One particular spirit, she revealed, was traumatizing. It was one that had followed her from her past life.
"I think after my near-death experience, my past lives were very present and available to me," she explained. "I was very aware of them, and I had one past life where I ended up drowning as a little girl."
"There was a person in that past life. Mr. Smith, who was watching me drowning and laughing," she continued. "And that energy came back to me and it was really scary and disturbing."
Peri attributed resolving the issue to her mentor on 'Psychic Kids' a decade ago and said she learned how to "turn off" her abilities so she could protect herself from the more malevolent entities. It was also on the show that she realized that she was not alone. That there were others like her struggling from the same problems.
So, when she got a call from the show and was asked to help other children like her, she immediately knew that she had to accept because she could give them advice that she wishes she had at their age.
"My goal was to help people who had intuitive abilities and were struggling because they recognize that there aren't a lot of resources out there for those people and they're at risk for being misdiagnosed with other disorders," she said. "I didn't want that to happen. I was for protective of that."

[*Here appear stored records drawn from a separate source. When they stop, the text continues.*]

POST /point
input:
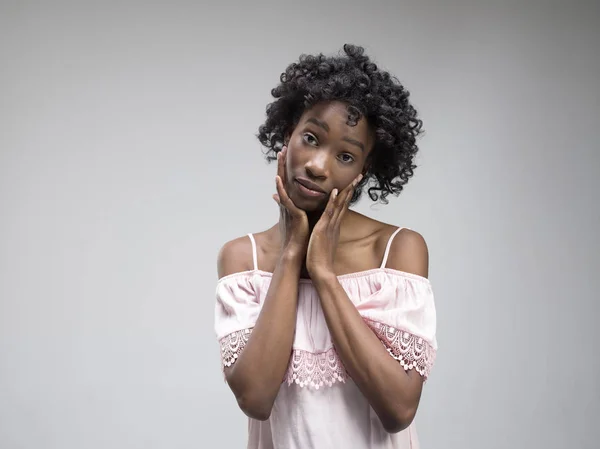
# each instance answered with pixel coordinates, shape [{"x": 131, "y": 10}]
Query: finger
[
  {"x": 345, "y": 199},
  {"x": 281, "y": 163},
  {"x": 330, "y": 207}
]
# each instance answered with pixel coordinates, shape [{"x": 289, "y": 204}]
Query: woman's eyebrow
[
  {"x": 319, "y": 123},
  {"x": 355, "y": 142}
]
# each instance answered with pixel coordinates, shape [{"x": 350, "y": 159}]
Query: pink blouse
[{"x": 318, "y": 404}]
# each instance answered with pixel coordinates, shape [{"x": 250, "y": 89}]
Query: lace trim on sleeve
[
  {"x": 315, "y": 370},
  {"x": 411, "y": 351},
  {"x": 232, "y": 346}
]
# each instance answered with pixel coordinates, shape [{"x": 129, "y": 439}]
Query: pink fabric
[{"x": 318, "y": 405}]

'Psychic Kids' isn't the only way that Peri is trying to help others either.
Having graduated from Columbia University's Master's Degree Program in Clinical Psychology and Education from the Spirituality Mind Body Institute, she is now trying to utilize her education and experience to deepen the understanding of energy as the common thread that links the past, present, and future.
She and her business partner, Lauren Chapman, have established a guided integration program that involves guided insight and guided intuition in a bid to harness spirituality as a new form of holistic healing.
But despite her undisputed credentials, there are still those who question the validity of her experiences.
Peri told MEAWW that being a skeptic was natural because people were always predisposed to rejecting an idea that challenges the framework that they have become attached to, and which they use to see the world and themselves. She said she had gotten her degree to change these perceptions.
"At the root of it, I wanted to bridge spirituality and science in a different way so I could talk to more people and I can have more language to describe some of these things and open up the conversation a little bit more," she explained. "So, when there are skeptics, I like to ask them how they feel and just talk them talk to them through it and have an open-minded approach."
"It always feels nice when someone can hold space for a reality that they might not feel comfortable in," she continued. "I think that if we can all try to listen more and be a little bit more open-minded then I think more people will share and more people will feel like they have opportunities to heal."
"Whenever I've had someone who can just listen to me and be curious instead of critical. I've been able to you know, navigate my life a lot easier and I hope that people can be kind in that way."
New episodes of 'Psychic Kids' premiere on Wednesdays on A&E.